I think the buzz words should be understanding local knowledge and culture first. Only then can one implant meaningful technology into communities, presently struggling to communicate and survive using what are fast becoming impractical traditional methods.
I am interested to learn what sort of people and organizations attended the Africa Gathering held in London this weekend.
I presume it was supported by NGOs, Trusts, Charitable organizations and consultants dealing in social needs.
Were there any members of African Governments present? I would have thought that a gathering of this nature would benefit from input, understanding and dialogue from governments or civil servants who are hands on and involved in the day to day management and distribution of financial aid and development projects in their own African countries. Such personnel would also undoubtedly gain from listening and learning to the problems that donor agencies face in Africa.
The model for the great idea in Africa is to let the Africans have a chance to help themselves. Pride is a very important part of African culture, pride in one’s self, one’s family, one’s tribe, one’s country. Pride in being able to work and produce for one’s own community and pride in being able to pay one’s own bills without charity.
@Tomlin Those who attended where the ones who registered @ africagathering.org.uk and managed to get a ticket. The Gathering certainly wasnt about dealing with Government officials and not about financial aid or development projects even though some folks talked about their projects.

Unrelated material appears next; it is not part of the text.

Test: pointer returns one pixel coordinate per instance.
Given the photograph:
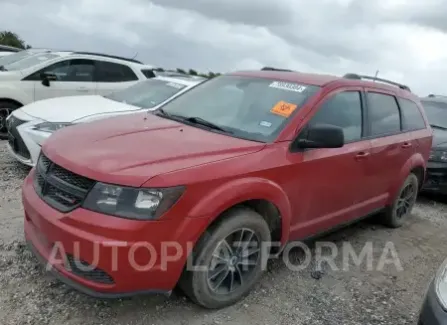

This practise of giving also has to stop and Gov. officials also need to learn how to say NO to dev aid – instead of skimming this aid to cover up their own administrative failures.
In my understanding, we used AfricaGathering to pool everyone interested in exchanging ideas and views on what’s really a way forward – and this obviously means less help from the outside and more local solutions and creating an understanding that there is a new generation of Africans that is ready to compete with the rest of the world.
Thanks Alasdair. I missed the Africa Gathering – didn’t even know about it unfortunately. But appreciate your synopsis – it helps me articulate my thinking with regard to what progress can be made if we get beyond our inate ethnocentricity. ‘The Geography of Thought’ by Richard E. Nisbett also speaks about what can be achieved if we acknowledge the different approach each culture will use to deal with issues, thus making a uniquely contribution.
@Tomlin jke is absolutely right in describing the event as an ideas pool rather than another forum for aid agencies to beat a familiar and patronizing drum. What was great about it was it concentrated for the most part on what ICT projects were working and what more is needed in this regard. And the projects that were working were ones that were being managed locally and without government and many times NGO support.